When CIA Director Leon Panetta ebulliently thanked members of SEAL Team Six at an agency ceremony honoring participants in the manhunt for Osama bin Laden, he was not aware that the CIA's public affairs shop had allowed writer Mark Boal to attend, an associate of Panetta's said today.
A report published by the Project for Government Oversight implied that Panetta knowingly disclosed classified information to someone who was not cleared to hear it because Panetta had endorsed the project that Boal and director Kathryn Bigelow had proposed.
But the associate, who asked not to be identified because the report deals with classified information, said Panetta was not told by his staff about Boal's attendance. The associate said that the CIA's public affairs staff allowed Boal to attend with the promise that he not divulge any information provided, although he could use the ceremony for "atmospherics." At the ceremony, Panetta identified by name the unit that conducted the raid, and, apparently departing from his speech text, which had been written for him by the public affairs staff, disclosed information that the Defense Department considered in retrospect to be classified at the Top Secret/Sensitive Compartmented Information level.
This means that classified information deemed by the CIA to be "SECRET" could be simultaneously and perhaps just as validly classified at a higher level by another government agency. One of the inherent difficulties in sorting and keeping secrets is that the government doesn't have solid and consistent standards for national security information.

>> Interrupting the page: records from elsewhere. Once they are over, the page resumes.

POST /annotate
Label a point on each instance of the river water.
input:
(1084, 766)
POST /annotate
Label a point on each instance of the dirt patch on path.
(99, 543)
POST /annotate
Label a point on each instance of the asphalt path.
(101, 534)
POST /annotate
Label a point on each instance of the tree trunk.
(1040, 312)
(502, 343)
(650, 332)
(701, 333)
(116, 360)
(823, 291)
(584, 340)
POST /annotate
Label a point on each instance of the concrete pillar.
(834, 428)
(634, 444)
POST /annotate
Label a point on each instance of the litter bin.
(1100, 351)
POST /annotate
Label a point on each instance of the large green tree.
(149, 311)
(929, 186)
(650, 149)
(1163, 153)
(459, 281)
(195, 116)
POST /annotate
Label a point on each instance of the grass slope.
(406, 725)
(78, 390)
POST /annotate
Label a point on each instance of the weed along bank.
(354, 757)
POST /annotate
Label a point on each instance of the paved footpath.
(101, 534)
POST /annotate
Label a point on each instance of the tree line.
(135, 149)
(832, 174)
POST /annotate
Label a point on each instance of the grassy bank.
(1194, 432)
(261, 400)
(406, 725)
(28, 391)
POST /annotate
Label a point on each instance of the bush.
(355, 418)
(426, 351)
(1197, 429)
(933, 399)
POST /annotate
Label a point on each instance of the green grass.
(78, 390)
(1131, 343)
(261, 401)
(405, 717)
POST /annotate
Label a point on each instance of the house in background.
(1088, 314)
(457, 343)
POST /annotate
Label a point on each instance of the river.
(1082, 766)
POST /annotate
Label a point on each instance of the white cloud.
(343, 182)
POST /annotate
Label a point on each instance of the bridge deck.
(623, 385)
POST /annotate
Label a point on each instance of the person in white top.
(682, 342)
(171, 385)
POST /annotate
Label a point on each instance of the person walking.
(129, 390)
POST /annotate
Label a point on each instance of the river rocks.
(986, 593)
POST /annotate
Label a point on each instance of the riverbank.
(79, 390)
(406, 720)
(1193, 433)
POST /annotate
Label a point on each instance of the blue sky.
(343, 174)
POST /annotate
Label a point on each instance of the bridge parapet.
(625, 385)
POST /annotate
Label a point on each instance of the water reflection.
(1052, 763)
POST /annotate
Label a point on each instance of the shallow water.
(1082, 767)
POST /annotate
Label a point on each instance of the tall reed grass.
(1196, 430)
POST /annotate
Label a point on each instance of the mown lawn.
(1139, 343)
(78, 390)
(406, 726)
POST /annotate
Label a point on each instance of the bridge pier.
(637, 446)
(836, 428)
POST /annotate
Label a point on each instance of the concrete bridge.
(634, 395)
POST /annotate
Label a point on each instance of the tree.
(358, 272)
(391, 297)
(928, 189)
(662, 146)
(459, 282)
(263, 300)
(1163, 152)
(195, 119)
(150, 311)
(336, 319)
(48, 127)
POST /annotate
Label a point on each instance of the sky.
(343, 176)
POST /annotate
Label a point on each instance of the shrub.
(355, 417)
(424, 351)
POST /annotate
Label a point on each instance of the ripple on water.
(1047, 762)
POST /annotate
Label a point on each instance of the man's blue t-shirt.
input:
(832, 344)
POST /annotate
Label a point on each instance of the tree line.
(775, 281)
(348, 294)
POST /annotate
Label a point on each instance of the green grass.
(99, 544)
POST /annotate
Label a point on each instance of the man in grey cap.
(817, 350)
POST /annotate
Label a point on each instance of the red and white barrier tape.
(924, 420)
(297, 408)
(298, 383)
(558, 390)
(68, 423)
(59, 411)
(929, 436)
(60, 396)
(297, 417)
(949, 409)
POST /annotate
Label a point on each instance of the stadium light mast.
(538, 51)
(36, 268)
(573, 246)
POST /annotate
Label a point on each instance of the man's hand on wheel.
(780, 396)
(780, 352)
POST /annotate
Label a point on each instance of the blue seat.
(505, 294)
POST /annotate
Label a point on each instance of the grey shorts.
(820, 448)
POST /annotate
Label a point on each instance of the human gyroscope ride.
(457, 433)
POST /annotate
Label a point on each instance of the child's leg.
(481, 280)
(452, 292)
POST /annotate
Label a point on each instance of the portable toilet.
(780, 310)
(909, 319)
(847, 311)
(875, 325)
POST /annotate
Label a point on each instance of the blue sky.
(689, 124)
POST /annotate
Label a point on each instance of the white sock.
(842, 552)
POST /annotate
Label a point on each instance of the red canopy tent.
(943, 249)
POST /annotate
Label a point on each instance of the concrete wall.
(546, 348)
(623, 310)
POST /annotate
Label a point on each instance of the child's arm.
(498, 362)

Still, Boal's presence raises a question. Is it common for the CIA to allow non-cleared personnel to attend ostensibly secret agency functions?
Yes. The agency will rely upon its relationship with that person, be he or she a reporter or a writer or a consultant, and ask them to adhere to the guidelines that employees with security clearances must abide by. The agency is not supposed to do this, but it always has done this, always and forever, since the beginning of its existence. And, as is the case with Boal, the information holds. There is no indication that Boal disclosed any secret information he might have learned.
Put this in the context of the government's prosecution of leakers, though, and it seems unfair. The CIA public affairs staff has, it seems, broad permission to promote the agency's prerogatives, and that would include occasionally exposing uncleared people to situations where classified information might be shared. Whistleblowers, on the other hand, who have taken the same oath not to disclose classified information, are liable for aggressive prosecution if they share information outside the circle.
The government likes to say that it tries to treat all disclosures equally. But it does not. The size and scope of the information revealed matters. Whether the information could plausibly fall under the cover of an informal "policy explanation" privilege that the National Security Council seems to think it has — that also matters. The harm done by the disclosure matters. The pressure from Congress matters. The "message" behind the prosecution matters.
A government source said that the Pentagon's inspector general is not finished drafting its full report, and that the conclusions drawn by the one released to POGO "differ" from the one that will be sent to Congress.